University medical center.
From a community-based sample of volunteers, 43 participants aged 65 to 88 years who did not meet diagnostic criteria for Alzheimer disease or mild cognitive impairment were included.
Regional PiB retention and cognitive test performance.
Of 43 clinically unimpaired elderly persons imaged, 9 (21%) showed evidence of early amyloid deposition in at least 1 brain area using an objectively determined DVR cutoff. Demographic characteristics did not differ significantly between amyloid-positive and amyloid-negative participants, and neurocognitive performance was not significantly worse among amyloid-positive compared with amyloid-negative participants.
Amyloid deposition can be identified among cognitively normal elderly persons during life, and the prevalence of asymptomatic amyloid deposition may be similar to that of symptomatic amyloid deposition. In this group of participants without clinically significant impairment, amyloid deposition was not associated with worse cognitive function, suggesting that an elderly person with a significant amyloid burden can remain cognitively normal. However, this finding is based on relatively small numbers and needs to be replicated in larger cohorts. Longitudinal follow-up of these subjects will be required to support the potential of PiB imaging to identify preclinical Alzheimer disease, or, alternatively, to show that amyloid deposition is not sufficient to cause Alzheimer disease within some specified period.
通过匹兹堡化合物B(PiB)正电子发射断层扫描(PET)成像评估临床未受损老年人群中淀粉样蛋白沉积的患病率,并研究其与通过一系列神经心理学测试测量的认知功能之间的关系。
受试者接受认知测试和PiB PET成像(使用ECAT HR+扫描仪,15毫居里,持续90分钟)。
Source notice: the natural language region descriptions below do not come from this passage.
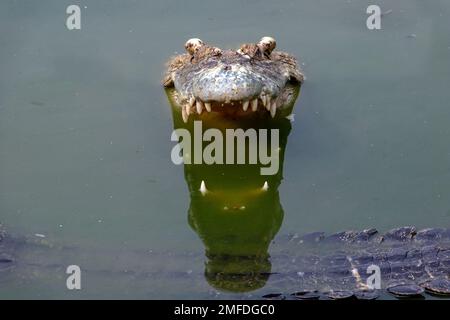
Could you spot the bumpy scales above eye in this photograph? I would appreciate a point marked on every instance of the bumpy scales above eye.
(267, 45)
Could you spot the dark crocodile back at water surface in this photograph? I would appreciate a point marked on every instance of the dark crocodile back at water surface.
(413, 263)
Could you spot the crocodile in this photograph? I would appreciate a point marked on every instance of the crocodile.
(237, 214)
(413, 264)
(255, 79)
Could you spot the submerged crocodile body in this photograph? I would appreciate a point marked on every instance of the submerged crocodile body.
(253, 79)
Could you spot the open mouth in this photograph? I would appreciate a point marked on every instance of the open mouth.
(238, 107)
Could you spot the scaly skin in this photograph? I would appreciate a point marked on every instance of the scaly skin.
(254, 78)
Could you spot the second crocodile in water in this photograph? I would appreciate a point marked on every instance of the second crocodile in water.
(254, 78)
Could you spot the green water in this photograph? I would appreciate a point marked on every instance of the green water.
(85, 132)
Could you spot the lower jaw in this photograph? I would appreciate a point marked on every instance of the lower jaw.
(232, 109)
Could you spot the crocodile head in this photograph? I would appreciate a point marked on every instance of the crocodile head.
(255, 79)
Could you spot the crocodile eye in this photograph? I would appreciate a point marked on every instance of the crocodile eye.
(267, 44)
(192, 45)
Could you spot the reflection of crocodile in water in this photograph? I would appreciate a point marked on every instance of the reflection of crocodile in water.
(237, 212)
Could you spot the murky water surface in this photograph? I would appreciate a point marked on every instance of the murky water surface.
(85, 137)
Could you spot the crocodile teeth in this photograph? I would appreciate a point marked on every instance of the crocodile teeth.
(184, 114)
(245, 105)
(268, 103)
(263, 99)
(255, 104)
(203, 189)
(199, 106)
(273, 109)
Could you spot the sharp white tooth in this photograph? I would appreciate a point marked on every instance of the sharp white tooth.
(184, 114)
(268, 103)
(255, 104)
(263, 99)
(199, 106)
(245, 105)
(273, 109)
(203, 189)
(291, 117)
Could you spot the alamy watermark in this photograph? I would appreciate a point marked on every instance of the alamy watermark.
(233, 143)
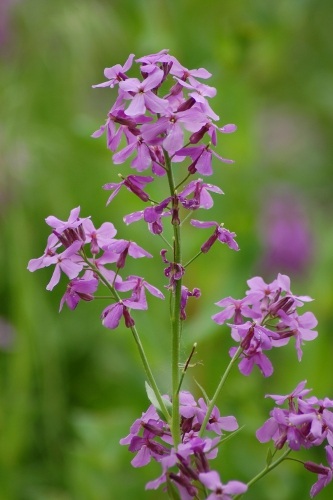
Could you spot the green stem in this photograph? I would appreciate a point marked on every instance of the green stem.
(150, 375)
(218, 390)
(138, 342)
(266, 470)
(193, 258)
(175, 317)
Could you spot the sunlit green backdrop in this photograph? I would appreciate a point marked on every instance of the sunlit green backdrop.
(70, 389)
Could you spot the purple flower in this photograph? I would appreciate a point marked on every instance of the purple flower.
(201, 197)
(146, 447)
(201, 158)
(141, 94)
(221, 491)
(52, 244)
(174, 271)
(98, 238)
(79, 289)
(116, 73)
(236, 309)
(299, 327)
(60, 226)
(138, 286)
(217, 423)
(69, 262)
(124, 248)
(152, 215)
(112, 314)
(325, 474)
(185, 294)
(220, 233)
(134, 183)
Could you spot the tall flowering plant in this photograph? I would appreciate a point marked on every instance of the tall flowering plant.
(163, 122)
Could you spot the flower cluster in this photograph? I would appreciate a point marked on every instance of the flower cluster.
(68, 249)
(185, 467)
(162, 122)
(266, 317)
(307, 422)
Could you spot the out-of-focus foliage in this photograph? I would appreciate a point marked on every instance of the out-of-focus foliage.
(70, 389)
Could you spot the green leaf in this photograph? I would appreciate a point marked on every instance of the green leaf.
(153, 399)
(203, 392)
(172, 490)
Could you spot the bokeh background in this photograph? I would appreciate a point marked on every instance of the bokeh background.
(70, 389)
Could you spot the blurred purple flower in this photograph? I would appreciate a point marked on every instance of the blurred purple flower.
(285, 234)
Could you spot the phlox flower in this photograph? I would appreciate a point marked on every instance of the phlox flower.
(116, 73)
(299, 327)
(73, 222)
(201, 158)
(220, 233)
(138, 286)
(141, 94)
(134, 183)
(98, 238)
(325, 474)
(79, 289)
(199, 93)
(201, 197)
(221, 491)
(216, 423)
(185, 294)
(52, 244)
(124, 248)
(238, 309)
(112, 314)
(69, 262)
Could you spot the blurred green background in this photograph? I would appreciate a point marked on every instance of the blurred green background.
(70, 389)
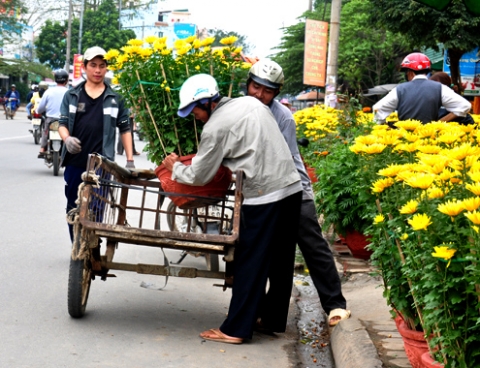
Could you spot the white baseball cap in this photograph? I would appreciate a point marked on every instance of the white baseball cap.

应用洛根图形分析来估计区域PiB保留分布体积,并将其归一化为小脑参考区域体积,以得出分布体积比(DVRs)。
大学医学中心。
从基于社区的志愿者样本中,纳入了43名年龄在65至88岁之间、不符合阿尔茨海默病或轻度认知障碍诊断标准的参与者。
区域PiB保留和认知测试表现。
在43名接受成像的临床未受损老年人中,9名(21%)使用客观确定的DVR临界值显示至少在1个脑区有早期淀粉样蛋白沉积的证据。淀粉样蛋白阳性和阴性参与者的人口统计学特征没有显著差异,与淀粉样蛋白阴性参与者相比,淀粉样蛋白阳性参与者的神经认知表现也没有显著更差。
在认知正常的老年人中可以在生前识别出淀粉样蛋白沉积,无症状淀粉样蛋白沉积的患病率可能与有症状淀粉样蛋白沉积的患病率相似。在这组没有临床显著损害的参与者中,淀粉样蛋白沉积与较差的认知功能无关,这表明淀粉样蛋白负荷显著的老年人可以保持认知正常。然而,这一发现基于相对较小的样本量,需要在更大的队列中重复验证。需要对这些受试者进行纵向随访,以支持PiB成像识别临床前阿尔茨海默病的潜力,或者表明在某些特定时期内淀粉样蛋白沉积不足以导致阿尔茨海默病。